Due problemi di non facile soluzione sono fermi sul tavolo: il costo complessivo e le condizioni di un eventuale rientro nel fondo EST gestito da Confcommercio e CGIL, CISL e UIL di categoria dedicato al welfare sanitario.
Anche su questi punti, pur insufficienti di per sé a giustificare un ulteriore contratto nazionale, l’intesa si è dimostrata comunque impraticabile. La firma poi del protocollo sulla rappresentanza tra Confcommercio e CGIL CISL e UIL con gli impegni reciproci contenuti, sottoscritti proprio per impedire situazioni di dumping contrattuale, ha definitivamente stravolto il contesto rendendo di fatto, impossibile a chiunque, ottenere un risultato economico sostanzialmente diverso dai contratti nazionali di riferimento.
D’altra parte pensare che Confcommercio possa accettare di sostenere sulle sue sole spalle un impianto contrattuale importante e costoso per le sue imprese mentre “lontano dagli occhi” sindacalisti di vecchia impostazione insieme ad altre associazioni datoriali sottoscrivono tranquillamente accordi in dumping è un po’ difficile da pretendere.
E adesso cosa può succedere? Ovviamente nulla. Le aziende della GDO sanno benissimo che fino a Natale possono tranquillamente tirare a campare senza particolari problemi. Il sindacato di categoria, d’altro canto, non è in grado di esprimere nulla di incisivo.

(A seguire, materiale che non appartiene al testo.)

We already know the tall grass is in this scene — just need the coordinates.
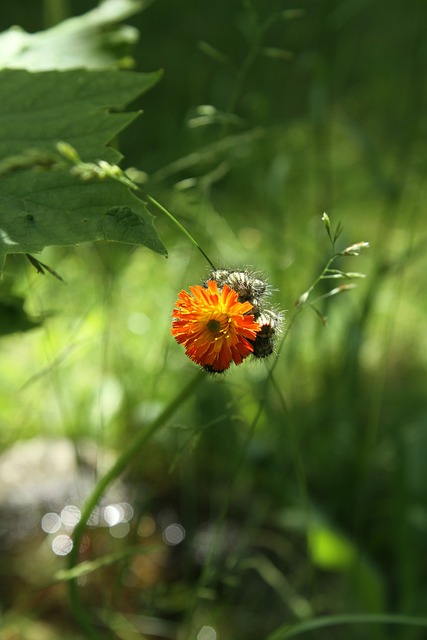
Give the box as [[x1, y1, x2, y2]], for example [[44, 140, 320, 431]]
[[0, 0, 427, 640]]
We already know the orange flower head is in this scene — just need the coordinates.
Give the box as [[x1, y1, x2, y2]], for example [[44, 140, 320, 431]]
[[171, 280, 261, 373]]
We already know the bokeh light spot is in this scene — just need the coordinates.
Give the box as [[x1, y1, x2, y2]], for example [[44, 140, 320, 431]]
[[52, 534, 73, 556], [163, 522, 185, 546], [41, 512, 61, 533]]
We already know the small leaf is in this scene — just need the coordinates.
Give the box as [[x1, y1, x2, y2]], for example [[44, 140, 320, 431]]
[[0, 69, 167, 269], [340, 242, 369, 256], [295, 291, 310, 309]]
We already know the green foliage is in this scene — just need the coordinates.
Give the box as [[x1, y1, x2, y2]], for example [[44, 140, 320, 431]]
[[0, 70, 166, 265], [0, 0, 427, 640], [0, 0, 144, 71]]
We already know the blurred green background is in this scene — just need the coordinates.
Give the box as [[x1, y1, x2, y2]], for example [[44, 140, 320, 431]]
[[0, 0, 427, 640]]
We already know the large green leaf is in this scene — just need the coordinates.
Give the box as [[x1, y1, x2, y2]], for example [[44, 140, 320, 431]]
[[0, 69, 166, 267]]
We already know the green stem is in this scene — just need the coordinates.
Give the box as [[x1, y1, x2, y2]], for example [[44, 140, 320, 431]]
[[145, 193, 216, 271], [267, 613, 427, 640], [68, 371, 205, 640]]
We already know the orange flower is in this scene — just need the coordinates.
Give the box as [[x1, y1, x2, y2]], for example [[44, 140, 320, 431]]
[[171, 280, 261, 372]]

Una prova di realismo da parte delle aziende più disponibili a non trascinare fuori tempo massimo la vertenza sarebbe quella di applicare il contratto in essere firmato da Confcommercio a fronte di precise contropartite da individuare.

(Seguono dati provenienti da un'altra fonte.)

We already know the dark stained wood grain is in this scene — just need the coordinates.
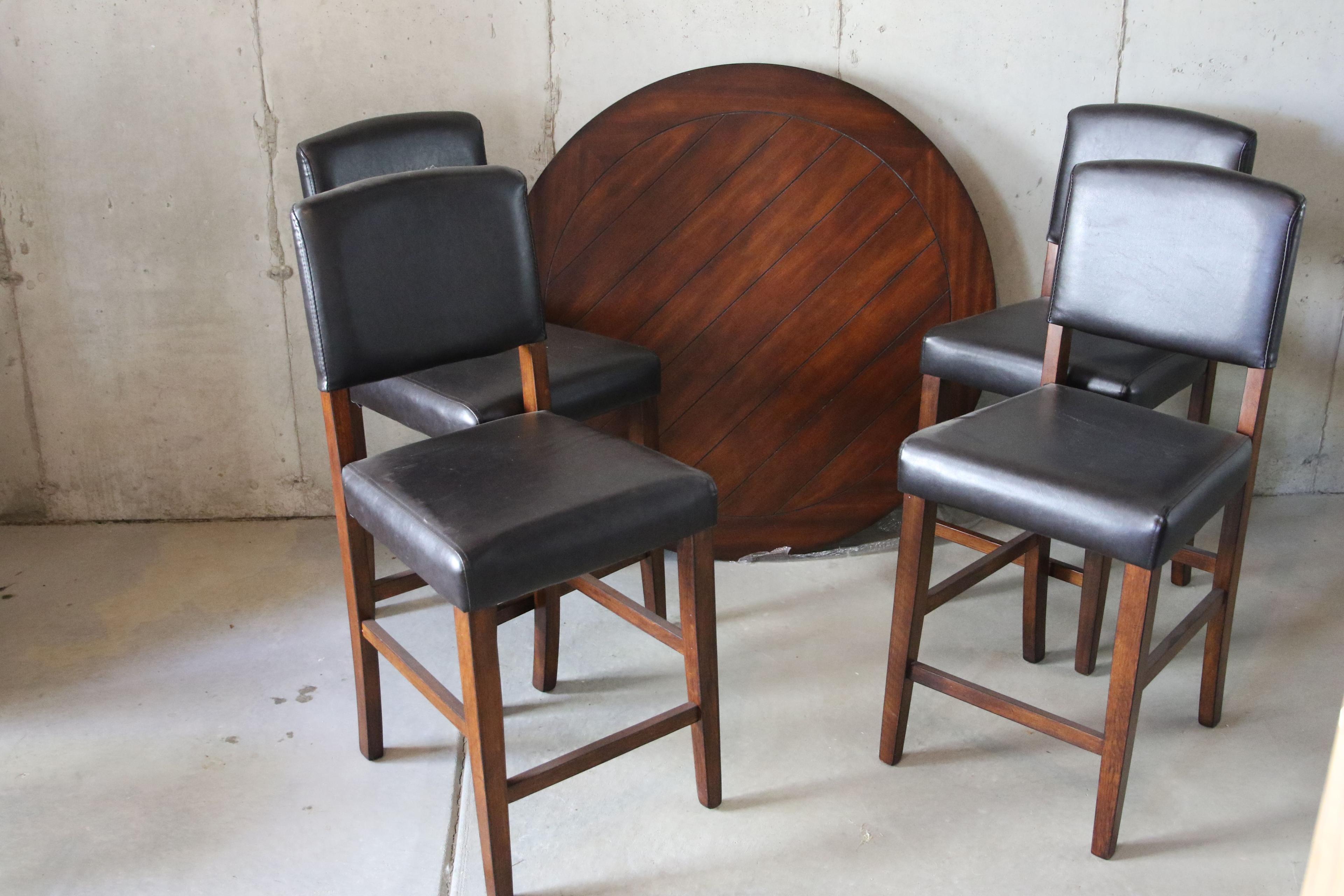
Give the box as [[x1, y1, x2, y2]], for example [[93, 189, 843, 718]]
[[321, 390, 383, 759], [910, 662, 1104, 754], [508, 702, 700, 802], [531, 64, 995, 558]]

Alcune aziende lo stanno già facendo dietro le quinte. Le più strutturate e con problemi veri dovrebbero muoversi cercando di individuare seriamente garanzie, bilanciamenti, tempi, modalità, contenuti. Credo sia interesse di tutti superare questa impasse.
Non sarà sufficiente l’erogazione unilaterale di una tantum a fine luglio da parte delle imprese né i continui equilibrismi di una parte del sindacato a concordare una via di uscita onorevole. Machiavelli ricorda sempre che non si può essere innocui al Popolo e di sollievo al Principe.
Sul versante politico il Ministro Poletti dovrà, prima o poi, rispondere della latitanza del suo Ministero. Su quello sindacale, probabilmente, si cercherà comunque di forzare la mano sul piano legale. Ma ne vale la pena?
Forse occorrerebbe prendere atto della situazione cercando, insieme (Confcommercio, Federdistribuzione, sindacati di categoria) una strada diversa da quelle percorse fino ad oggi che tenga conto del mutamento profondo dello scenario.
Ma anche musica e suonatori dovrebbero cambiare. L’interesse delle aziende e dei lavoratori del settore, i costi relativi e quindi l’entità degli aumenti e della sua distribuzione possono trovare una risposta percorrendo strade in linea con gli accordi firmati da Confcommercio con CGIL, CISL e UIL.
Ci sono diverse ipotesi percorribili e in linea con quanto richiesto (in termini di costi) dalle principali aziende del settore. Basta volerlo approfondire seriamente senza continuare a guardare il contesto dal proprio buco della serratura.
È chiaro che c’è un problema economico serio per le imprese della GDO. Nessuno lo nega. Occorre avere più coraggio e più consapevolezza in funzione di dove si vuole o si può arrivare. Più che cercare sponde inutili nel sindacato in una logica (questa si) da bottegai del secolo scorso le imprese dovrebbero guardare ai problemi che hanno di fronte a 360 gradi.
Le risposte esistono. Basta volerle trovare. Scegliere di non fare nulla, isolerà ancora di più le aziende della Grande Distribuzione che non lo meritano. E questa è una deriva che sarebbe meglio evitare. Da parte di tutti.